O vereador Moisés Trisch solicitou formalmente, através de seu mandato em Torres, informações detalhadas sobre os recursos empregados durante o 34º Festival Internacional de Balonismo de Torres (ocorrido em 2024) – evento que acabou suspenso (em consonância com Decreto de Calamidade Pública estadual) devido às intensas enchentes que atingiram o Estado do Rio Grande do Sul (entre o final de abril e o começo de maio daquele ano).
Moisés queria saber se os valores, então adiantados aos artistas que estavam elencados a participar dos shows, foram (ou iriam ser) devolvidos aos cofres públicos – uma vez que não acontecerem efetivamente as apresentações, após cancelamento do festival.

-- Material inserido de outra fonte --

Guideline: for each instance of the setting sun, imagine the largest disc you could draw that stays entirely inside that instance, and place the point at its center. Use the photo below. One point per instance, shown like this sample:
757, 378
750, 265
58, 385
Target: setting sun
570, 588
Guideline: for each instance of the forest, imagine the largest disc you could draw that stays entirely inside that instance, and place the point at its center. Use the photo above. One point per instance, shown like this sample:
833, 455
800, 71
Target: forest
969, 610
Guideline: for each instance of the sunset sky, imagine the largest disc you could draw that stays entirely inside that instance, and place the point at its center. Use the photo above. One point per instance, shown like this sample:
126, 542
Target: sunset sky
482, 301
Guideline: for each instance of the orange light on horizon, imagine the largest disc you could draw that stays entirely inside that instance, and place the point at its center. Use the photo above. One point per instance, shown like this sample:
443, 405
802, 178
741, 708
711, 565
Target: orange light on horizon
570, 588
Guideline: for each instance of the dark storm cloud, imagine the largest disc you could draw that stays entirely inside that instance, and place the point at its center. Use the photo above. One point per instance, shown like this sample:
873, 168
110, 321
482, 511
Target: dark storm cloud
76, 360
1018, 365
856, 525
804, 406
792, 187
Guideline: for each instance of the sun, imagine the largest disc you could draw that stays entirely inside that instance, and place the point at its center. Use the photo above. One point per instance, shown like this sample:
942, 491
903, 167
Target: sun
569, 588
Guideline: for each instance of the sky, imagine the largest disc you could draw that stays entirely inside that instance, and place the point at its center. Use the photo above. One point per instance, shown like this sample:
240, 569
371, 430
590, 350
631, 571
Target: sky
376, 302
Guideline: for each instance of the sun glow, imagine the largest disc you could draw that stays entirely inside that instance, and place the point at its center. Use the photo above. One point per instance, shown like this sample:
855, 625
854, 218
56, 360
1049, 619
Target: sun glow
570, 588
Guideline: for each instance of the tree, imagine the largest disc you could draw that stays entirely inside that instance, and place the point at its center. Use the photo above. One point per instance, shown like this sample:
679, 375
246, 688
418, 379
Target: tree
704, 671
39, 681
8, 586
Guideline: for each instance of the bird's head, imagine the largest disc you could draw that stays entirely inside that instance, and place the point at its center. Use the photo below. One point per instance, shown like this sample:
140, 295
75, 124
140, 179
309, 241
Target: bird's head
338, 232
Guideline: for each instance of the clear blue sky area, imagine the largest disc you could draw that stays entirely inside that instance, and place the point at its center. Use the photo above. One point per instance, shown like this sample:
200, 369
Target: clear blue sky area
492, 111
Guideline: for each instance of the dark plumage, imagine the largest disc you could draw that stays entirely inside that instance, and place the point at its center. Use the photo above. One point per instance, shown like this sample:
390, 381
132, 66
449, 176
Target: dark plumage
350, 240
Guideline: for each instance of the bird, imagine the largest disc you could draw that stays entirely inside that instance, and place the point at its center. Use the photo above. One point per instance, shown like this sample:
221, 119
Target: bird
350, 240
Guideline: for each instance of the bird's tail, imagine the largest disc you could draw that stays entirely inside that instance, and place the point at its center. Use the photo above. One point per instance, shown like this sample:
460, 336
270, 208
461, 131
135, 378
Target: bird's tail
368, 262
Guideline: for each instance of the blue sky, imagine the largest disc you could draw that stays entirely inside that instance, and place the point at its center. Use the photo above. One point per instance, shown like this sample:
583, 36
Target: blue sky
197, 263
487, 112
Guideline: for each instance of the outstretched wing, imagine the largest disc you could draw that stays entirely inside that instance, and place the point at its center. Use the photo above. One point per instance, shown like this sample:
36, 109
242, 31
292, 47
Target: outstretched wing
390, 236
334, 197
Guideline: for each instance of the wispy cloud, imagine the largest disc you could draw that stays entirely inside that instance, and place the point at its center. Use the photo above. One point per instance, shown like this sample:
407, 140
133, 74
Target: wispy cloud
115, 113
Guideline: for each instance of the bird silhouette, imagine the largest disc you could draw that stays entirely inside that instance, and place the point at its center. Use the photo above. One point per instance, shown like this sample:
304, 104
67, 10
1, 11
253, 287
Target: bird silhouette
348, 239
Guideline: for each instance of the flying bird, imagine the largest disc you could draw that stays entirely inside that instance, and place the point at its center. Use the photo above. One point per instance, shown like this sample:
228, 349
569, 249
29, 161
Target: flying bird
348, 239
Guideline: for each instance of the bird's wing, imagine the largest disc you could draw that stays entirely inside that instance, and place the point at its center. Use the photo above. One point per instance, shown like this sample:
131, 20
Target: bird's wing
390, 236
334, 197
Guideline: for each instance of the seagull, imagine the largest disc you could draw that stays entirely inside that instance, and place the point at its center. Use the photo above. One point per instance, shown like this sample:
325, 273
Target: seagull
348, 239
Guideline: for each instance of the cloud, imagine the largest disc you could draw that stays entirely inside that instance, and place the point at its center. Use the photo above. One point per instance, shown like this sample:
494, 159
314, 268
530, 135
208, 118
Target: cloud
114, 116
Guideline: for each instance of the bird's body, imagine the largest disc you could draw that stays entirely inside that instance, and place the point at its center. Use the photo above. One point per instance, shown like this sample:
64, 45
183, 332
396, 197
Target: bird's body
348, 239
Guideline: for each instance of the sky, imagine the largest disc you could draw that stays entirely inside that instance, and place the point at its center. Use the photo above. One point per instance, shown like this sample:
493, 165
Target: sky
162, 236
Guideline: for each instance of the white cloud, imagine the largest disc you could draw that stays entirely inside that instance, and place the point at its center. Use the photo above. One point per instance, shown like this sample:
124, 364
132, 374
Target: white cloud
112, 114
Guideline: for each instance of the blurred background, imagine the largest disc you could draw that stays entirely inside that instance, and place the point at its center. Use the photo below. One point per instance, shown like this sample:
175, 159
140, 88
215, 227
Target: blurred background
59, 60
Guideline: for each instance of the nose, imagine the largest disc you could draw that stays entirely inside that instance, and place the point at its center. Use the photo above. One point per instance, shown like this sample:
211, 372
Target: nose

Conforme resposta obtida pelo vereador junto a Prefeitura, foi constatado que alguns artistas demonstraram respeito à situação, restituindo parte significativa dos cachês. “Exemplos notáveis incluem o grupo Marcos e Belutti, que devolveu R$ 285 mil de R$ 300 mil contratados; Bruno & Marrone, com a devolução de R$ 584 mil de R$ 615 mil; e Papas da Língua, que restituíram R$ 84 mil de R$ 96 mil”, afirma a nota da assessoria do vereador para A FOLHA Torres. “Anderson Freire e Sambô também optaram pela devolução”, continua a mesma nota.
Lamento e judicialização
Em sua participação na tribuna na sessão de 24 de novembro passado, o vereador destacou essas ações como um exemplo de ética, diante da adversidade que passou todo o Estado do RS com as enchentes, servindo de referência para o debate sobre a gestão de recursos públicos. Mas em contraste, Moisés citou o caso do DJ Dennis, que permaneceu com a totalidade dos R$ 380 mil pagos, mesmo após o cancelamento do evento e a não realização do show. “Como resultado, a Prefeitura de Torres precisou ingressar judicialmente para buscar a recuperação do valor” afirma o vereador.
“O episódio reforçou a necessidade de que os contratos municipais sejam pautados por cláusulas claras e com garantias de reembolso em situações excepcionais” sugere Moisés através de sua assessoria.